For our first program, you need to connect a storage container to the computer using network cables with at least one network pole in between (The network pole is not important, we just want to have one for later use to be able to expand the network more easily).

Network Manager

The network manager is a hand-held tool that allows you to interact and debug a computer component network.
It additionally provides the data-workbench and a portable reflection viewer.

You can craft the network manager in the equipment workbench.

When you now place the network manager into your active hand slot, you will be able to see an outline to appear around objects you are looking at.
A orange outline means the object is not a computer network component, but you can still interact with it to f.e. get access to its functions via the reflection viewer or get access to the data workbench. This is useful since some objects (f.e. trains) can not be attached to the computer component network, instead it can be referred indirectly by calling a function of a network component (f.e. train station).
If the outline is blue, this means you are looking at a computer network component or an object that has a network adapter attached.

While looking at an object, pressing the primary fire button (left mouse click) will open the network manager’s UI with the outlined objects context.

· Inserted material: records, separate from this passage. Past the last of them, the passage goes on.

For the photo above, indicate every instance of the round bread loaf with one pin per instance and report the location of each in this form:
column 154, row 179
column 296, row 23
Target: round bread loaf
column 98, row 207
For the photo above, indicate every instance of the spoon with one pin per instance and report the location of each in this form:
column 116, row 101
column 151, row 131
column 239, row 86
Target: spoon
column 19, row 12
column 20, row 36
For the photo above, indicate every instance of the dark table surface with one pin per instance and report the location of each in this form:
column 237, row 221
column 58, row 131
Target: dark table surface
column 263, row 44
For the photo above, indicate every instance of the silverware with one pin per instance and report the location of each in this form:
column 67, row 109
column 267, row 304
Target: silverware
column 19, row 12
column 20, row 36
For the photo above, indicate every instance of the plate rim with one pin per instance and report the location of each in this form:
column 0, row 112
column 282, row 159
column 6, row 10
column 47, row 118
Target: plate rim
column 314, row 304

If the object was a network component or had a network adapter attached, then the network manager will open into the component network outliner. This outliner is the same as inside the computer.
It provides a input field to change the network component’s nick,
a read-only field containing its UUID,
a field showing the name of the connected network and
a list of all connected network components (including it-self).
Each entry of the component list shows the UUID of the component if no nick is set for that component, or it shows the nick instead.
Clicking on the list entry copies that components UUID into your clipboard, so you can easily copy & paste the UUID if necessary.
The icon at the right end of such an entry is clickable and opens the reflection viewer with focus on the type of the network component.

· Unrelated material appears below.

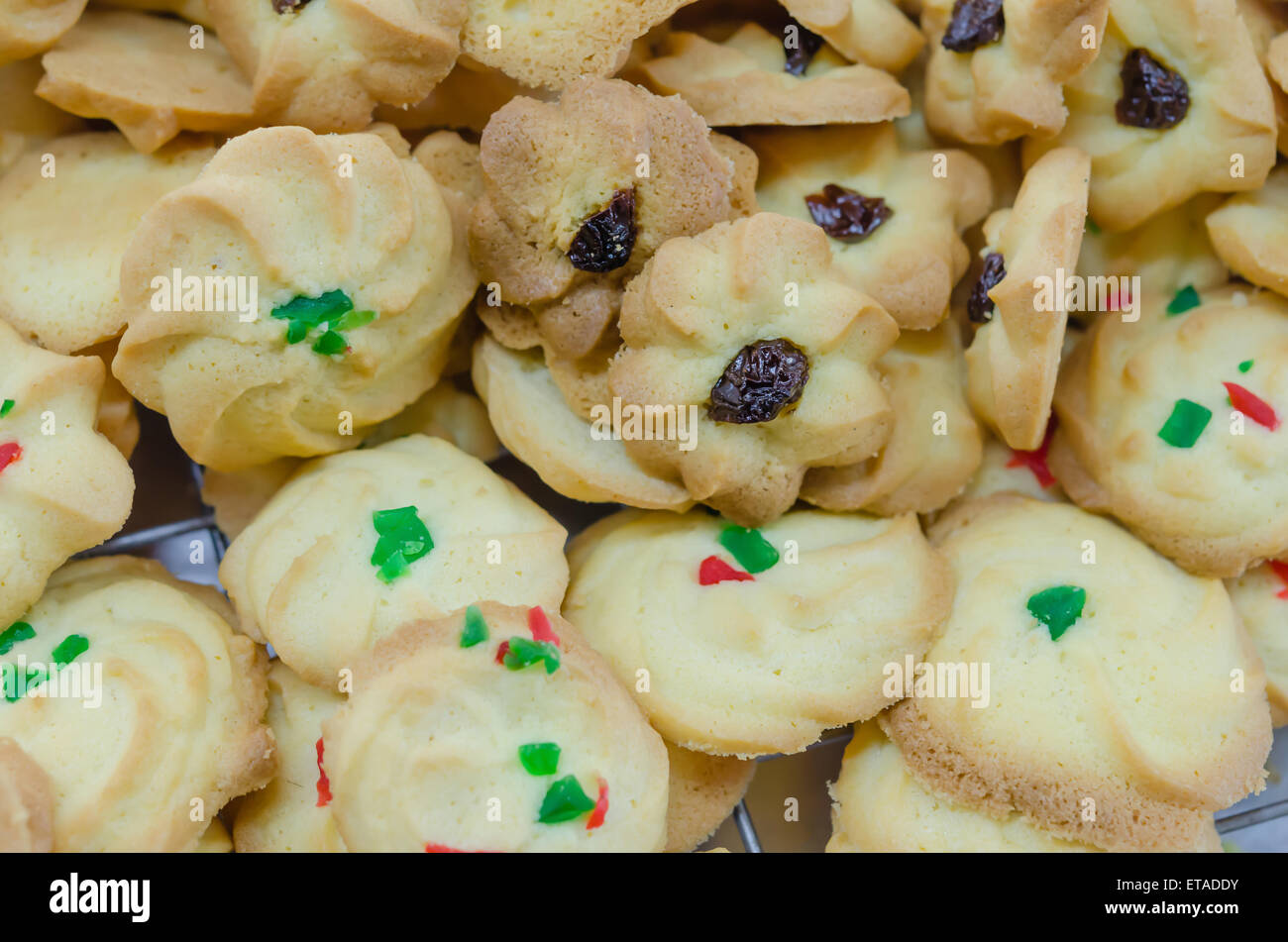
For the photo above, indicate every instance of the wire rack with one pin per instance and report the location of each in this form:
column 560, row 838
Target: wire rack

Holding control while opening the UI of the network manager will cause the UI to open into the reflection viewer tab.

The reflection viewer tab is the same as inside a computer. When you open the tab it will show initially the class (type) of the object you were looking at.

While looking at network component or object with a network adapter attached you can press ctrl + c to copy the components UUID into your clipboard.
You can also press ctrl + shift + c to copy the components nick.
And you can also press ctrl + shift + v to paste your clipboard into the nick field of the component.

The network manager has a third tab, the data-workbench.
The data-workbench allows you, as already mentioned, to copy contents of one data storage item to another on.
You can place the item you want to write to into the top slot. The item you want to copy the data from needs to be placed into the middle slot. At the point when you have both these slots filled with compatible items, the input item in the top slot will be written with the contents of the item in the middle slot and be moved into the bottom output slot.
This only works with compatible items. You can not copy the data from a EEPROM to a drive or vice versa, but you can copy the data from one EEPROM to another or copy the data from one Drive to another.